Let a finite bipartite graph made of shores $M$(ath) and $P$(hysics), with $m=|M| \geq 2$ and $p=|P|\geq 2$. Each student is an edge in this graph. The condition is that, if the degree of one end of any edge is at least $3$ then the degree of the other end of the edge is at most $2$. The maximum number of edges is $2(m-2) + 2(n-2) = 2(m+n-4)$, realized for all vertices in $M\setminus \{m_1,m_2\}$ being connected by edges to $p_1, p_2 \in P$, and all vertices in $P\setminus \{p_1,p_2\}$ being connected by edges to $m_1, m_2 \in M$.

Bumping but is there any non-graph theory solution?
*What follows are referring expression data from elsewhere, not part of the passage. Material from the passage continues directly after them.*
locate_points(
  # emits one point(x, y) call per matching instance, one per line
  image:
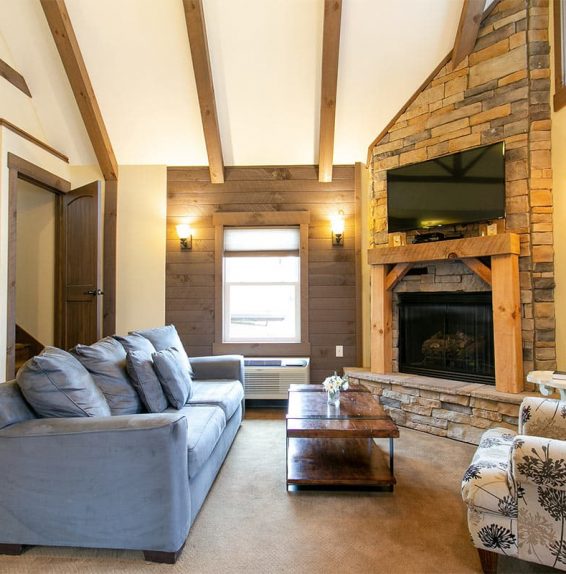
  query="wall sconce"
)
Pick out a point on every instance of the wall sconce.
point(185, 236)
point(338, 229)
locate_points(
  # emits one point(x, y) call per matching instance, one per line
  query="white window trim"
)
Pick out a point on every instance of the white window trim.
point(251, 219)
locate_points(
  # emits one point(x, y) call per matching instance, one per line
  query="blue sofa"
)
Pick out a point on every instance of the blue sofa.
point(129, 481)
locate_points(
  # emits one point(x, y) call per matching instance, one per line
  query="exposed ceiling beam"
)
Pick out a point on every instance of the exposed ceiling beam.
point(468, 28)
point(330, 51)
point(196, 29)
point(14, 77)
point(66, 41)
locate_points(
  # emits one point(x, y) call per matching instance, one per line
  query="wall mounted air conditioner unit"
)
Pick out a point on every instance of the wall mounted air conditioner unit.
point(269, 378)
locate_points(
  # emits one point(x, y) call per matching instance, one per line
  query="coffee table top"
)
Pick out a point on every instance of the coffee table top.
point(357, 415)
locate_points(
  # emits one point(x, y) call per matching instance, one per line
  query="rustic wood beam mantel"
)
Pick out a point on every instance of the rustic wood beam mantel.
point(73, 62)
point(14, 77)
point(329, 84)
point(468, 28)
point(503, 277)
point(196, 28)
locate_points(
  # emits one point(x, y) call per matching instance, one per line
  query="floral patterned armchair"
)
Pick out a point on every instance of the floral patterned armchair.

We say a problem is "unpopular" if at most 2 students choose it. Otherwise, we say the problem is "popular". The condition specifies that every student must at least choose an "unpopular" problem. First, we show it is possible to have 54 students. Let the math problems be $m_i, i=1, ..., 20$. Let the physics problems be $p_j, j=1, ..., 11$. Then, 9 students choose the same $m_1$ and a different $p_3, p_4$ to $p_{11}$ respectively; 9 students choose the same $m_2$ and a different $p_3, p_4$ to $p_{11}$ respectively; 18 students choose the same $p_1$ and a different $m_3, m_4$ to $m_{20}$ respectively; and 18 students choose the same $p_2$ and a different $m_3, m_4$ to $m_{20}$ respectively. Suppose more than 54 students is possible. If all math problems are "unpopular", there are only $20\times 2=40$ students. If exactly 19 math problems are "unpopular", then exactly one math problem is "popular", and at least $54-19\times 2+1=17$ students choose it. But every math problem can be chosen by at most 11 students, because there are only 11 physics problems. So there are at most 18 "unpopular" math problems. Similarly, there are at most 9 "unpopular" physics problems. Then, at most $18\times 2=36$ students choose the "unpopular" math problems. As for the "popular" math problems, any student who chooses them must also choose the "unpopular" physics problems, so there are at most $9\times 2=18$ students. But $36+18$ is only $54$. So the maximum number of students is 54.